It is always very encouraging when you hear guests tell you that the day was beyond their expectations and that they cannot wait until tomorrow to see what other surprises we have prepared for them. Today was a very fulfilling day. 

Our morning started with a visit to the Galapagos National Park Service Tortoise Breeding Center and the Charles Darwin Research Station facilities.  A flagship project for both institutions is the Galapagos Giant Tortoise Conservation program, which aims to restore of tortoise populations throughout the Galapagos.  These iconic reptiles were at the brink of extinction due to overhunting by pirates and whalers, competition for food, or predation from introduced animals such as goats and rats.  The GNPS and the CDRS have worked very hard since the late 1960s to increase their numbers, and they have been very successful in doing so.

There are two varieties of giant tortoise: one that roams the high humid highlands and has a roundish carapace, and another one that inhabits dry, low islands, and has a shell that resembles a riding saddle.   They are known as dome-shaped and saddle-back giant tortoises, and we saw them both today at the GNPS tortoise corrals.

Towards the end of the morning, we boarded buses and moved on to visit an old-style sugar cane farm where raw sugar and moonshine are made in an artisanal and traditional fashion, the main grinder being powered by a donkey.  Our guests could taste the organically grown coffee and drink recently squeezed sugar cane juice—with or without any moonshine in it. 

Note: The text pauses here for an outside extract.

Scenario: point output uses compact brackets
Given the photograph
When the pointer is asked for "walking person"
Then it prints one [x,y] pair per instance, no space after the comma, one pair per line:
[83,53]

After a delicious lunch ashore, we went out to look for giant tortoises in the wild.  Santa Cruz is home to the second largest population of the second largest species of giant tortoise in the Galapagos.  We were not disappointed.  Despite the drought we are going through, there were many giant tortoises around, either seeking shade or taking a mud bath to cool down a little bit.  Everybody got to see them!

Bird-watching didn’t let us down either.  Several Darwin’s finches were spotted all around us, as well as Galapagos flycatchers, yellow warblers, white-cheeked pintail ducks, common gallinules, and cattle egrets.

After a long day, we headed back to the National Geographic Endeavour –a little tired, but very happy.